Una separazione però è un film completo che assomma molteplici elementi di interesse, tra cui di centrale importanza vi è senz'altro la crisi delle relazioni familiari, vissute in un conflitto triangolare senza via di uscita tra attaccamento al territorio e alle proprie radici culturali, volontà di mantenere unita la famiglia e tentativo di crearsi un futuro diverso, più libertario e pieno di possibilità. Questo conflitto tra i freschi divorziati Simin e Nader si ripercuote sulla figlia undicenne Termeh, e si intreccia all'ulteriore conflitto con Razieh e il suo focoso (e disoccupato) marito. Una separazione si staglia allora come una raffinata narrazione della vita quotidiana di Teheran, capace di raggiungere i suoi problemi più intimi e “nuovi” (in buona misura figli delle evoluzioni socio-politiche del Paese) come quelli di più antica conoscenza.

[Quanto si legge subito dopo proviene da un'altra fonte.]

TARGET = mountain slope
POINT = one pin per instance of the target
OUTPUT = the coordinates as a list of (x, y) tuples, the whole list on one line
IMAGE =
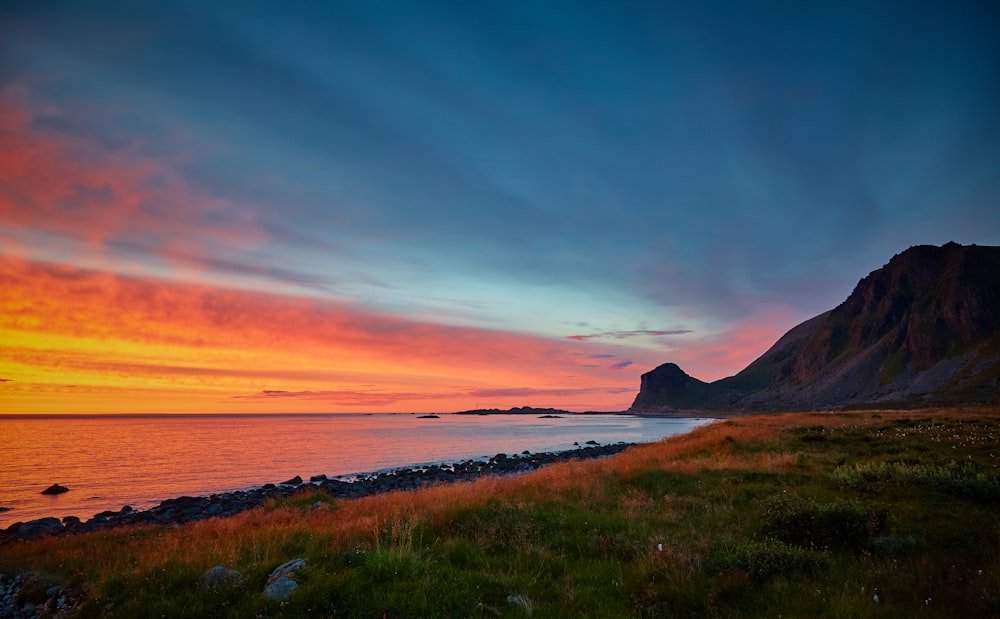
[(922, 330)]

Tutto ciò viene svolto in uno stile dinamico e colto, con sprazzi di aperto post-modernismo: la scena iniziale in cui la coppia di coniugi parla direttamente in camera è un esempio fin troppo evidente. Il frequente ricorso della camera a mano e di soggettive ardite lo è altrettanto. Ma anche il finale, teso in una inquadratura geometrica ed equidistante in cui i due poli dell'opera rimangono statici, mentre tutto intorno si muove, diventa lo specchio dell'incapacità da parte della figlia (e, vien da dire, dello stesso spettatore) di esprimere un giudizio definitivo su quale dei due coniugi sia il più meritevole di mantenerne l'affidamento.

Il pregio più grande dell'opera è infine forse proprio questo: quello di non imporre un quadro morale ed etico definitivo. Tutti i personaggi sono a loro modo speciali e “double face”. Ognuno di essi è rappresentato ottimamente nella sua complessità psicologica. Ognuno di essi è umano. E come tale ingiudicabile moralmente. Né dallo Stato né da Dio.